Get your nice old bakelite phone out. Dial the number (by hand). Wait for the whistle of the other modem (assuming it's old enough, too). Place the handset on the cups. Congrats, your connection is established. To hang up lift the handset off the cups and hang up.
 
I don't think a modern (<10 or even 20 yrs old) will connect to such an acoustic coupler. Modern modems negotiate to set rates between each other, and usually just give up of slower than 1200 baud. (You might be able to send Hayes commands to the modern modem to force it into "Bell 103" mode, but frankly I'm guessing only)

Ideally, you have another acoustic coupler (or modem of similar vintage) on the other end. Just make sure one is set to Originate and the other to Answer.

It is possible of course that the oscillator(s) have drifted off the standard frequencies. You would have to check that with an Oscilloscope.
 
As I recall these acoustic couplers often did not work very well even back then.

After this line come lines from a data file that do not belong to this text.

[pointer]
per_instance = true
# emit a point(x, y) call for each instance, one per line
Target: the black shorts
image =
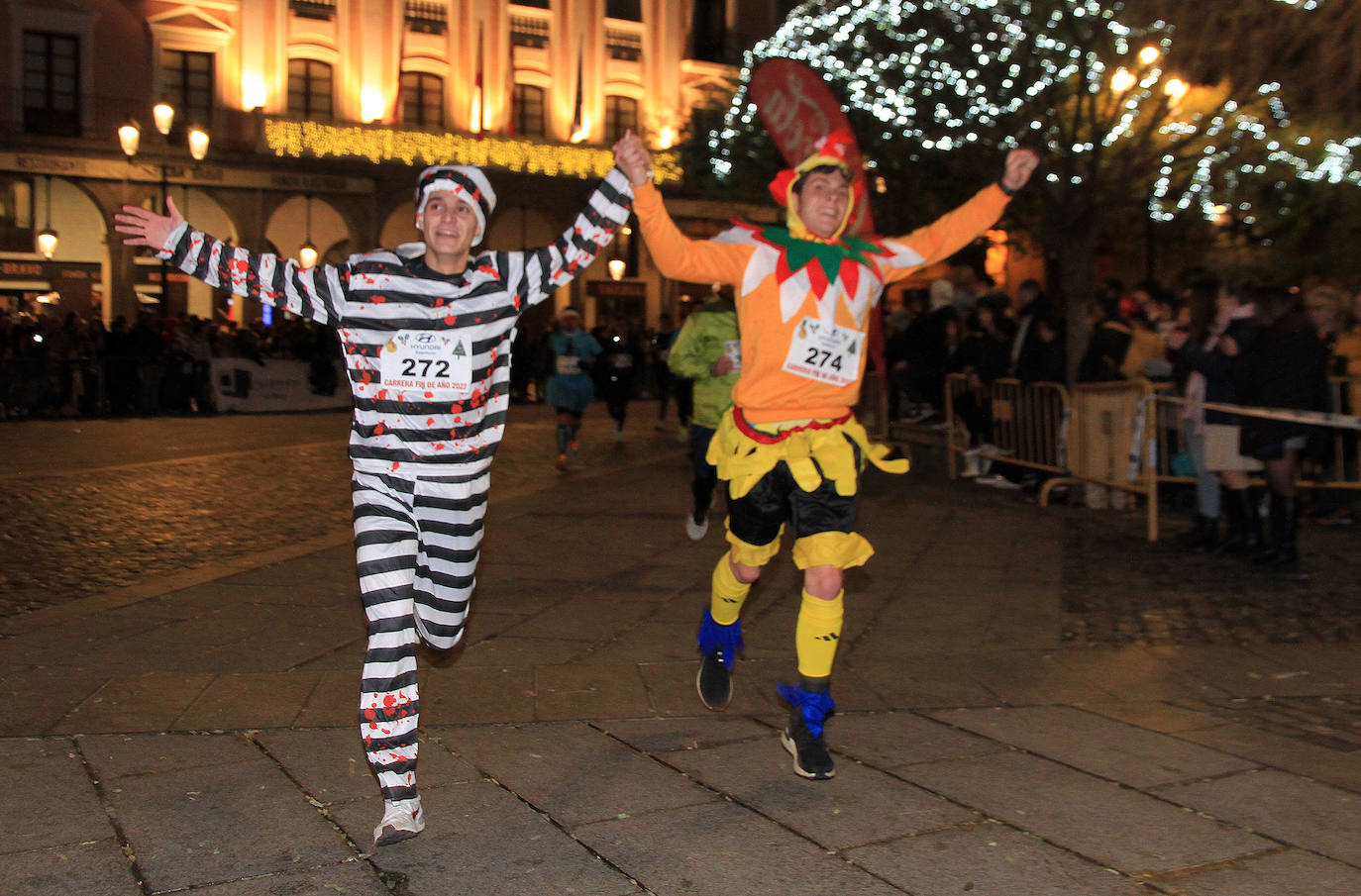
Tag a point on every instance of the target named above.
point(776, 499)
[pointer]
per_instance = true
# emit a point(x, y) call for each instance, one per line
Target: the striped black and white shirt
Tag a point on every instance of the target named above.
point(381, 298)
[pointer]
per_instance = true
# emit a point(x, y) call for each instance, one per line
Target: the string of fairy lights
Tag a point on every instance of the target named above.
point(945, 73)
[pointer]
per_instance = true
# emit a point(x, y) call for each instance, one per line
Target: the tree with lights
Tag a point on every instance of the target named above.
point(932, 83)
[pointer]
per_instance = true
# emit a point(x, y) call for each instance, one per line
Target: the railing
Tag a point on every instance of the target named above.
point(1119, 436)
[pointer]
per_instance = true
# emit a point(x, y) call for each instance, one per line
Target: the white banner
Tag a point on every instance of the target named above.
point(244, 385)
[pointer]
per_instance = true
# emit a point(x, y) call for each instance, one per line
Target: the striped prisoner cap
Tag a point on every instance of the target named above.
point(465, 181)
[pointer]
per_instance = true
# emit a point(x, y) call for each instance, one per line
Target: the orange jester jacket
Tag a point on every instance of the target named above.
point(803, 305)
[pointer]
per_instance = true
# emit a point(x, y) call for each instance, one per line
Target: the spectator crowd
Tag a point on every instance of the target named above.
point(73, 366)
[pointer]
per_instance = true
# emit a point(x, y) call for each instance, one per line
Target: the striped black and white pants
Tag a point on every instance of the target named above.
point(417, 548)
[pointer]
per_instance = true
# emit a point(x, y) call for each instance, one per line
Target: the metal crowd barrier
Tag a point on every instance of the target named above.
point(1119, 436)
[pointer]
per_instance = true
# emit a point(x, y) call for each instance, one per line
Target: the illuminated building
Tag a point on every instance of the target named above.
point(319, 116)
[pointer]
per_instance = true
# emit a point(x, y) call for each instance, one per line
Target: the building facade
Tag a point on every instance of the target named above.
point(317, 116)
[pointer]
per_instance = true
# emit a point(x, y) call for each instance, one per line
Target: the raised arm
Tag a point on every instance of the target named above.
point(676, 254)
point(537, 273)
point(312, 292)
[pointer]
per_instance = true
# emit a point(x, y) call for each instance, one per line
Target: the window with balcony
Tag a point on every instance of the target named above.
point(428, 17)
point(310, 90)
point(186, 84)
point(528, 110)
point(626, 10)
point(422, 99)
point(528, 32)
point(51, 83)
point(621, 113)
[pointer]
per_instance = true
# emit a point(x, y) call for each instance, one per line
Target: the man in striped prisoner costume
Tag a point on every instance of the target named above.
point(426, 332)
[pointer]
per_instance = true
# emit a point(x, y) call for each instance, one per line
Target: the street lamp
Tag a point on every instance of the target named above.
point(48, 237)
point(130, 141)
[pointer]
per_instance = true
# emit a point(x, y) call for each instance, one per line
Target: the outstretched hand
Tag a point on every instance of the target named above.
point(1019, 166)
point(633, 157)
point(146, 228)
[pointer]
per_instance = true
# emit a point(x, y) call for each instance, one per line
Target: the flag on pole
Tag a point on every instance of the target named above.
point(576, 113)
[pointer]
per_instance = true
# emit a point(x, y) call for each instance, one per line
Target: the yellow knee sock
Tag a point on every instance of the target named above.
point(728, 593)
point(817, 634)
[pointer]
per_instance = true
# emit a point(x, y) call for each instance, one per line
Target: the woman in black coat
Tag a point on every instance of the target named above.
point(1287, 367)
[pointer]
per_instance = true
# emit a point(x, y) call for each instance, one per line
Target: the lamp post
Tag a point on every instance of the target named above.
point(130, 139)
point(48, 237)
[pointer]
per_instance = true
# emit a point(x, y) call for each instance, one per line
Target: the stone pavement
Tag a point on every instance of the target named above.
point(195, 732)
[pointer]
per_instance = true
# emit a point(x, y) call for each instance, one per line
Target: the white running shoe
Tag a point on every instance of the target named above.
point(695, 529)
point(402, 820)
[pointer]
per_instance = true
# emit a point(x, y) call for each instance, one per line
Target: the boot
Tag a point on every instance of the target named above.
point(1282, 554)
point(1244, 536)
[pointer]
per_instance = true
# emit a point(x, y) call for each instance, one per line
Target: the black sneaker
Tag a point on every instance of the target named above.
point(713, 681)
point(810, 753)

You probably need to make sure the phone handset fits well in the cups (which probably only old Bell phones will).
Indeed, you will probably need one of these (or the wall-mount equivalent) to get an exact match with the handset. Even a modernized equivalent with the squared-off (rather than rounded) mouthpiece and earpiece won't fit into the coupler correctly.

Model_2500_Telephone.jpg
 
As I recall these acoustic couplers often did not work very well even back then. You probably need to make sure the phone handset fits well in the cups (which probably only old Bell phones will). There are probably very few modems in service that can handle 300.
Actually, you might be surprised by how many modern modems (and ISPs for that matter) do still handle 300.
 
Thank you for the answers :)

I'll try to get a modern modem in bell 103 mode by using the hayes commands.